Dynamics of Sheared Convective Boundary Layer Entrainment. Part II: Evaluation of Bulk Model Predictions of Entrainment Flux

Abstract

Abstract Several bulk model–based entrainment parameterizations for the atmospheric convective boundary layer (CBL) with wind shear are reviewed and tested against large-eddy simulation (LES) data to evaluate their ability to model one of the basic integral parameters of convective entrainment—the entrainment flux ratio. Test results indicate that many of these parameterizations fail to correctly reproduce entrainment flux in the presence of strong shear because they underestimate the dissipation of turbulence kinetic energy (TKE) produced by shear in the entrainment zone.
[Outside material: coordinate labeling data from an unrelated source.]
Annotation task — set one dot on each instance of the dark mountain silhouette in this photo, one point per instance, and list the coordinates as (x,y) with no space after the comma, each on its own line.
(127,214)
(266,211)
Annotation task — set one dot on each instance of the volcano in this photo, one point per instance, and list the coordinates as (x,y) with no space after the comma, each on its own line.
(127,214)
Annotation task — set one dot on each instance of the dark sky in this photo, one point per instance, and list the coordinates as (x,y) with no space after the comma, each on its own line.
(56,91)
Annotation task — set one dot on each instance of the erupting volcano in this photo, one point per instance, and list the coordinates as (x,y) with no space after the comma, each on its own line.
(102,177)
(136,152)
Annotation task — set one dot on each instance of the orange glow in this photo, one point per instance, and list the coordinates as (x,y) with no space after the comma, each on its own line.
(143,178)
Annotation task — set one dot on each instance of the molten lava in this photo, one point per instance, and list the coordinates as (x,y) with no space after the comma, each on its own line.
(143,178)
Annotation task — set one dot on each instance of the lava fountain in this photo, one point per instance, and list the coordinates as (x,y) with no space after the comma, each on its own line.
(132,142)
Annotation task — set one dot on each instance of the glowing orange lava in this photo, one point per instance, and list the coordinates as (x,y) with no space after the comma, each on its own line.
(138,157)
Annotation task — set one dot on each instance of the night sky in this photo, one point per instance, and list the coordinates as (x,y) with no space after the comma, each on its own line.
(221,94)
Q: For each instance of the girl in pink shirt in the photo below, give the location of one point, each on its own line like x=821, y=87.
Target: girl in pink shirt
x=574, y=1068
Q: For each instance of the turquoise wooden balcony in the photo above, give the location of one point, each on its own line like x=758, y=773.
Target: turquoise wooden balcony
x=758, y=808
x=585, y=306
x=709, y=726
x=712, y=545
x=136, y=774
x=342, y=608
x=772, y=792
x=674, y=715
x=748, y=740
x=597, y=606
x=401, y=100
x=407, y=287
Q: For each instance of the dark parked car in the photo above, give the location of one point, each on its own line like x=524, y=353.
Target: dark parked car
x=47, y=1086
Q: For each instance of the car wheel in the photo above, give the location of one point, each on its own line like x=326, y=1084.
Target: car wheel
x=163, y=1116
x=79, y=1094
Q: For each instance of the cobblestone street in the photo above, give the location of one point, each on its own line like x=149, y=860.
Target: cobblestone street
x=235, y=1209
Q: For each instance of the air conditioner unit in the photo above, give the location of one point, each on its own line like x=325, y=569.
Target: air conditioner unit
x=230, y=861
It is also found that surface shear generation of TKE may be neglected in the entrainment parameterization because it is largely balanced by dissipation. However, the surface friction has an indirect effect on the entrainment through the modification of momentum distribution in the mixed layer and regulation of shear across the entrainment zone. Because of this effect, parameterizations that take into account the surface friction velocity but exclude entrainment zone shear may sufficiently describe entrainment when wind shear in the free atmosphere above the CBL is small. In this case, the surface shear acts as a proxy for the entrainment zone shear. Such parameterizations can be most useful if applied in situations where atmospheric data are insufficient for calculating entrainment zone shear. The importance of modeling a Richardson-number-limited, finite-depth entrainment zone is evidenced by the relatively accurate entrainment flux predictions by models that explicitly account for effects of entrainment zone shear, but predictions by these models are often adversely affected by the underestimation of TKE dissipation in the entrainment zone.